The Hoge Raad (the Dutch Supreme Court) has affirmed a lower court’s decision refusing to annul the interim awards in favor of Chevron in its investment treaty arbitration against Ecuador arising out of the Lago Agrio case. I covered one of the interim awards in February 2012, if you can believe that, as well as the first instance judgment on the request for annulment in January 2016 and the decision of the Court of Appeals of the Hague in July 2017.
There is no official translation of the decision yet, as far as I know, but as best as I can tell, the court rejected Ecuador’s argument that enforcement of the award would be contrary to public order, on the grounds that the award was merely an interim award meant to preserve the status quo.
The timing of the decision is no doubt coincidental but is interesting in light of my speculation a few days ago. If, as I speculate, the Ecuadoran government’s decision to turn over Julian Assange to the UK authorities was related to a larger deal that could involve a settlement of the dispute between Chevron and Ecuador, I would not be surprised if, after this latest decision, Ecuador takes steps to make the Lago Agrio judgment unenforceable.

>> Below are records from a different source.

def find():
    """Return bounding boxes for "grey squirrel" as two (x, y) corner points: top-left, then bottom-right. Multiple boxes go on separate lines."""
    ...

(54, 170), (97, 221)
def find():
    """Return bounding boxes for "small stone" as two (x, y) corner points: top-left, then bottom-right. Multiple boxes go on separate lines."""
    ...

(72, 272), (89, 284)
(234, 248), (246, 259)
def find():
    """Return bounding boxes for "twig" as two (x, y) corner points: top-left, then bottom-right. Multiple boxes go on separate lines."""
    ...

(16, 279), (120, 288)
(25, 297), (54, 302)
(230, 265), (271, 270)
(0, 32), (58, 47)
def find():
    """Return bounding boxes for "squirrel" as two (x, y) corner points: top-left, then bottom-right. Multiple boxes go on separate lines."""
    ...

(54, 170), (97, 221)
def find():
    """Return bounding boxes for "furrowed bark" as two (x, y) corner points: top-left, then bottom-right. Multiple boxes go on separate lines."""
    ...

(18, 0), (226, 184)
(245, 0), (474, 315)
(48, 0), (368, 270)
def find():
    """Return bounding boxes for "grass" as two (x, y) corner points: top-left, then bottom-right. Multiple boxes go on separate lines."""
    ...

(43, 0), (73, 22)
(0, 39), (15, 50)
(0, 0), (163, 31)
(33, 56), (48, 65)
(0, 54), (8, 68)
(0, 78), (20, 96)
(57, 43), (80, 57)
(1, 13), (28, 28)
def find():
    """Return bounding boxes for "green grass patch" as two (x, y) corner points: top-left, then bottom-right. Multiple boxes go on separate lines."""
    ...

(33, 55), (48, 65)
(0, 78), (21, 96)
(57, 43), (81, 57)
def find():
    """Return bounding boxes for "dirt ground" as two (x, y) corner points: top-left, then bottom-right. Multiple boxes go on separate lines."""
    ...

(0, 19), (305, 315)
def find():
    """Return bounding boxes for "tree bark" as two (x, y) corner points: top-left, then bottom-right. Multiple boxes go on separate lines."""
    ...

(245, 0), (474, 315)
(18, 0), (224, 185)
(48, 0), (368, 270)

After all, Ecuador has taken the position that it pays when required by a final and binding arbitral award, and it has followed through. As Diego Martinez, the head of Ecuador’s central bank, said in 2016, when the country paid a $96 million award to Chevron:
We don’t agree with how these international mechanisms work … however, we are respectful and we fulfill our international obligations.
So the latest Dutch decision provides an opportunity for Ecuador to suspend the judgment without losing face. I think the effect of such a move would be to bring the enforcement proceedings in Canada to a halt, so whatever happens next may be a big deal.